Ask any dieter about pizza, and they will tell you that it is one of the most diet-sabotaging foods out there. Pizza makes us feel heavy and bloated and can lead to weight gain, because we make wrong pizza choices.
When it comes to pizzas, one of the best things you can do instead of counting fat, calories, or carbs, is to use these pizza tricks that help the scale move in the correct direction no matter whether you eat out or make your own version at home.
Depending on where you eat out, you may have an option to create your own pizza. If you are going to order diet-friendly pizza, make sure you choose dense vegetables, such as mushrooms, artichokes, onions, olives, shredded carrots, peppers, and broccoli.
Not only are these vegetables rich in essential nutrients, they all help you shred pounds while eating your favorite food. If you make your own pizza at home, this trick works perfectly well too.
One of the worst ingredients in most pizzas is vegetable oil. It’s cheap and tasty, but unfortunately dieters should avoid it at all costs.

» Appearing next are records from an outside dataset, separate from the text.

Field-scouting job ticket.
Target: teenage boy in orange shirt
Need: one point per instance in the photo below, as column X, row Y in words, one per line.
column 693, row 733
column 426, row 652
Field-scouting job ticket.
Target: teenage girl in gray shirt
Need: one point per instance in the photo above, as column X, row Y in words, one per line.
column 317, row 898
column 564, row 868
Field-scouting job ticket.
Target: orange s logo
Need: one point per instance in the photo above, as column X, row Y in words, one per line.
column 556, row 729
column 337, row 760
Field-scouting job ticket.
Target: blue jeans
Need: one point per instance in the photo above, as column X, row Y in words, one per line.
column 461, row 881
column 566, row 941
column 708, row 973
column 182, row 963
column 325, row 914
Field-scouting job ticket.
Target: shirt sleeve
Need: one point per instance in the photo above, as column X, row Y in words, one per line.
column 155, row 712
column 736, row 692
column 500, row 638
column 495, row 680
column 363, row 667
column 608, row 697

Olive oil is a healthier option than a vegetable oil, but it is actually bad for diet-friendly pizzas as well. Way out? Ditch oil at all. Oil-free pizzas are incredibly delicious and super healthy.
This trick works best with a homemade pizza. Low-carb pizza crust is not a must, but it helps to make your pizza more satisfying. Opt for almond flour, mozzarella and egg crust, or ground flaxseed, cheese and egg pizza crust to get the most out of your diet-friendly pizza. Some store-bought versions offer low-carb pizza crusts as well, however I don’t recommend them to anyone.

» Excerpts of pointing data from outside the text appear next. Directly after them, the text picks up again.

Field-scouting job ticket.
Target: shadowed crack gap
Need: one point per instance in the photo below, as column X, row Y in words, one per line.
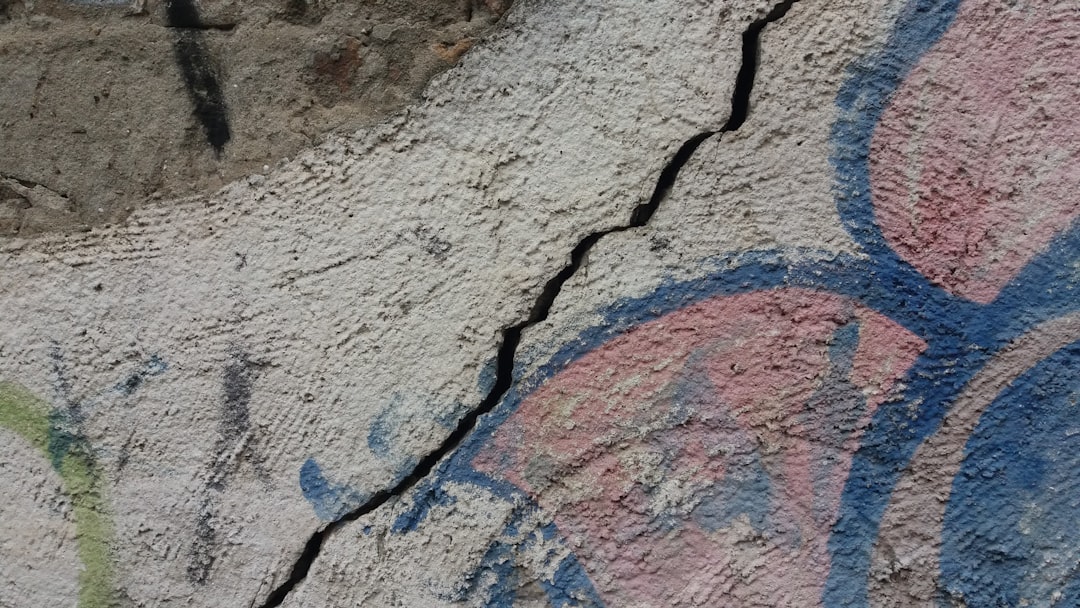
column 200, row 77
column 512, row 336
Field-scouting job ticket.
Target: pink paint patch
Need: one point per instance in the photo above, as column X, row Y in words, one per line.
column 699, row 459
column 975, row 164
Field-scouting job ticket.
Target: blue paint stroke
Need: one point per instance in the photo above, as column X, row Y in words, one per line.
column 331, row 501
column 1010, row 531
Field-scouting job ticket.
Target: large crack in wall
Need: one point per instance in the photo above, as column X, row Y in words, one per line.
column 511, row 336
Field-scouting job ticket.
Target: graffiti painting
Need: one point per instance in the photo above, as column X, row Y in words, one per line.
column 790, row 429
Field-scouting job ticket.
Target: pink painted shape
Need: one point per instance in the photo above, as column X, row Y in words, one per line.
column 975, row 163
column 625, row 442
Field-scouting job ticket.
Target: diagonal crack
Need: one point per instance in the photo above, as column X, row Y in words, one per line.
column 512, row 336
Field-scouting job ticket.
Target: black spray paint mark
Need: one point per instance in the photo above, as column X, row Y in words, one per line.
column 199, row 75
column 233, row 430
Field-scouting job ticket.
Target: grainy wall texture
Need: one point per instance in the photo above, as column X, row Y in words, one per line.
column 643, row 304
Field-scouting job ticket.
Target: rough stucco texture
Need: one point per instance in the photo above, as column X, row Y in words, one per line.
column 837, row 365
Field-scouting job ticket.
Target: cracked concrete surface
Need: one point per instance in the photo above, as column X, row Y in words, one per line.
column 608, row 319
column 401, row 252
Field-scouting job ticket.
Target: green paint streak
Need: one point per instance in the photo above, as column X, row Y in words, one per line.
column 28, row 417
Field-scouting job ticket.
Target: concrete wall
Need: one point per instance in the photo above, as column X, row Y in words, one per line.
column 644, row 304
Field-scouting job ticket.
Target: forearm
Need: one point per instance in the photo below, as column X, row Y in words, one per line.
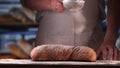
column 36, row 4
column 113, row 16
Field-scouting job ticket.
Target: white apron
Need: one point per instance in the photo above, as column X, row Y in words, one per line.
column 82, row 27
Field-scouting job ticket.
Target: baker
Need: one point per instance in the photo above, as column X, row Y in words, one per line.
column 57, row 25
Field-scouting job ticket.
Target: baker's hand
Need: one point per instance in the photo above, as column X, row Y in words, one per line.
column 108, row 51
column 57, row 5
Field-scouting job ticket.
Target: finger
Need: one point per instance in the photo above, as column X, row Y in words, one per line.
column 99, row 53
column 115, row 55
column 110, row 53
column 60, row 0
column 104, row 54
column 118, row 58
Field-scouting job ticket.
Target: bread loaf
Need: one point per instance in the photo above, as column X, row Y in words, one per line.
column 63, row 52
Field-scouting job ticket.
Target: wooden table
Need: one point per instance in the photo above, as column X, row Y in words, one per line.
column 15, row 63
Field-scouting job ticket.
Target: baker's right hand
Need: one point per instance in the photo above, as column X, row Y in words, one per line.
column 56, row 5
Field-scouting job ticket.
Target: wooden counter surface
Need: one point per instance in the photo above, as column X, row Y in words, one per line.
column 14, row 63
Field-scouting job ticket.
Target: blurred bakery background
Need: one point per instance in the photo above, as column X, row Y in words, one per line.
column 17, row 30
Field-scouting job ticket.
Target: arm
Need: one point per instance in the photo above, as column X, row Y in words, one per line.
column 108, row 44
column 54, row 5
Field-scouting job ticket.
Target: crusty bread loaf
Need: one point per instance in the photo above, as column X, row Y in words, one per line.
column 63, row 52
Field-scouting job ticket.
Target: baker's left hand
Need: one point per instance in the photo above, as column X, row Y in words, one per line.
column 108, row 51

Herbs boast a host of health and weight loss benefits, making them an excellent addition to your pizza. Fresh herbs will add a ton of flavor to your pizza for nearly zero calories. Basil, oregano, thyme, cilantro, rosemary, dill, parsley, sage and even bay leaf are all perfect options for pizzas. You can either sprinkle a herb of your choice on top of your pizza or add it to the tomato sauce.
Store-bought pizza sauces are loaded with added sodium, sugars and oils. Even though those labeled ‘diet-friendly’ or ‘healthy’ contain ingredients that your stomach will not like. Create your own fresh tomato sauce, instead. Add fresh herbs and a pinch of black pepper to it for a mouth-filling taste. Do not add salt and sugar.
Picking cheese for a diet-friendly pizza may be tricky. Parmesan cheese is low in calories but high in sodium. Vegan cheese is dairy free, but loaded with fats. Fat-free mozzarella is probably the best choice, yet its taste is not the best one. I recommend using a little bit of any cheese you like. Just a sprinkle of it will not ruin your waistline.
Yes, you read that right. Pizza without meat is still pizza. Actually, a delicious pizza. Instead of meat, I suggest you use sweet potatoes, mushrooms, eggplants, canned beans, or lentils. They are inexpensive, hearty, filling, and totally diet-friendly. Animals will thank you for that choice.
With these diet-friendly tricks, you will not have to eliminate pizza from your meal plan. Master the art of eating pizza in moderation and you can have a piece each day. Keep the rest in the fridge for restrained snacking. I would love to hear your pizza tricks that help you stay fit, too.